Manevi Zarar Nedir? Manevi Zarar Ne Demek?

Manevi zarar nedir?

Manevi zarar, bir kimsenin haksız bir fiil sonucu duyduğu acı, üzüntü ve kederdir. Maddi zararda fark teorisi esas alınıyordu; ancak manevi zararda bu teori esas alınamaz. Modern hukuk sistemleri, maddi zarar yanında manevi zararın da söz konusu olabileceğini kabul etmiştir. Manevi zararın, fark teorisiyle ilgisi yoktur.

Manevi bir zararın kabul edilebilmesi için, zarar gören kişinin kişilik haklarına aykırılığı hissetmesinin şart olup olmadığı, doktrinde tartışmalara neden olmuştur. Bu konuda sübjektif ve objektif olmak üzere iki teori ortaya atılmıştır.

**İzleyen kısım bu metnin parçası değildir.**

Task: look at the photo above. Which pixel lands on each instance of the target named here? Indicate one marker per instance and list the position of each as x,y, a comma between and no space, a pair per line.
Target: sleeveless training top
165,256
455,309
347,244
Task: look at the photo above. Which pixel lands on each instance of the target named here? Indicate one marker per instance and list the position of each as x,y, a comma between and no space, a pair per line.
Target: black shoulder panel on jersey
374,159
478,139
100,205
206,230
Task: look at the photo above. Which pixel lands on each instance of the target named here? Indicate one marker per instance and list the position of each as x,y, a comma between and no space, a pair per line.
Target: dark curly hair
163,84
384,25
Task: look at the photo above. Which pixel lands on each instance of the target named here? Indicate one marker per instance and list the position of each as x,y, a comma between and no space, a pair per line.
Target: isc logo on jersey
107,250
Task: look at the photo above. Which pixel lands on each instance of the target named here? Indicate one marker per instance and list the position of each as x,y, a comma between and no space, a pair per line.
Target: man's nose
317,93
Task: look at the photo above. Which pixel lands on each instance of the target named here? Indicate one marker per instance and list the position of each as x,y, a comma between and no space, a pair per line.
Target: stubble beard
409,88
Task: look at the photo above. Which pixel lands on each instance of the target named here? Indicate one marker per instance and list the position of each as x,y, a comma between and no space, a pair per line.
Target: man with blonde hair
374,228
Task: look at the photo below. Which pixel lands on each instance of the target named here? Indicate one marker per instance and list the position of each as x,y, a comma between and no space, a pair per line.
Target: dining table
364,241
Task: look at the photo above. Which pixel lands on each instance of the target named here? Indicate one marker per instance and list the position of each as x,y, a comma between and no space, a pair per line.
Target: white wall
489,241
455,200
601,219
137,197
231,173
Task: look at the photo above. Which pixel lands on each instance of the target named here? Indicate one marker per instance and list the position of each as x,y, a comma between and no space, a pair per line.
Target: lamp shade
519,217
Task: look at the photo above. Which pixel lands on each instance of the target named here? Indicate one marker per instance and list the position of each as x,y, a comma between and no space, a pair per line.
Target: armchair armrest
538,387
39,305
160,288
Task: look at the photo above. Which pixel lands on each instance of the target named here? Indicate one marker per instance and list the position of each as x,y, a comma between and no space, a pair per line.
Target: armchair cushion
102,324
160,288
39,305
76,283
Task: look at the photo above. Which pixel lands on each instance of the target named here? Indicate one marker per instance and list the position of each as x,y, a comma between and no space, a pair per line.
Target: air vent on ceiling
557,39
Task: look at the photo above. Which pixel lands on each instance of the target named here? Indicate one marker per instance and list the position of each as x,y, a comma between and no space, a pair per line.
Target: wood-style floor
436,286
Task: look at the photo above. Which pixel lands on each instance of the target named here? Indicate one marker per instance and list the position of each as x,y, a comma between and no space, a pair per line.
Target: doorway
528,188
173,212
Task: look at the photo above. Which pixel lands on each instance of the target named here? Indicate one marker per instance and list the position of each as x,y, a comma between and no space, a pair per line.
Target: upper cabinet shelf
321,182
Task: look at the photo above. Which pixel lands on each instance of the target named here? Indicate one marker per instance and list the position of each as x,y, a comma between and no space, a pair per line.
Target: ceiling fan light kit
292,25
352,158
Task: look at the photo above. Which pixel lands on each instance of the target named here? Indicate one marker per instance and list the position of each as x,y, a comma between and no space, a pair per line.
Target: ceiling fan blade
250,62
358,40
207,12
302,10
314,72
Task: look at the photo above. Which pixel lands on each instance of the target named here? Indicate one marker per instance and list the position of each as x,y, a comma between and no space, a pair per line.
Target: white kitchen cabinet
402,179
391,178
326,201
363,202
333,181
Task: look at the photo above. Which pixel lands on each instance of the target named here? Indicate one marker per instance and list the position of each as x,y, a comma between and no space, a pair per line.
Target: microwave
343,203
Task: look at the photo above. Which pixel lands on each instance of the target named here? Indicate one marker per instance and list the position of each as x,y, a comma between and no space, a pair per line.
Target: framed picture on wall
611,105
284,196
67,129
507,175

— Sübjektif teoriye göre, manevi zararın söz konusu olabilmesi için zarar gören kişinin bu kişilik haklarına yapılan saldırıyı ve sonuçlarını hissetmesi ve üzüntü duyması gerekir. Bu görüş kabul edildiği takdirde tüzel kişilerin veya ayırt etme gücüne sahip olmayan kişilerin manevi zararlarını tazmin etmesi mümkün olmayacaktır. Zira tüzel kişilerin acı yaşaması mümkün değildir. Aynı şekilde ayırt etme gücüne sahip olmayan kişilerin de bu olaydan dolayı üzüntü duyması da mümkün değildir. Bu teoriden hareket edilecek olursa, ayırt etme gücüne sahip olmayan kişilere istediği gibi hakaret edilebilir. Bütün bu sebepler dolayısıyla bu görüş kabul görmemiştir.

— Bugün kabul edilen teori objektif teoridir. Bu teoriye göre bir kişinin kişilik haklarının ihlali, ihlalin sonuçlarını hissedip hissetmediğine bakılmaksızın bir manevi zarar teşkil eder ve bu zararın tazmini mümkündür. Bu görüş çerçevesinde tüzel kişilerin ve ayırt etme gücüne sahip olmayan kişilerin manevi zarar nedeniyle tazminat talep etmeleri mümkün olacaktır.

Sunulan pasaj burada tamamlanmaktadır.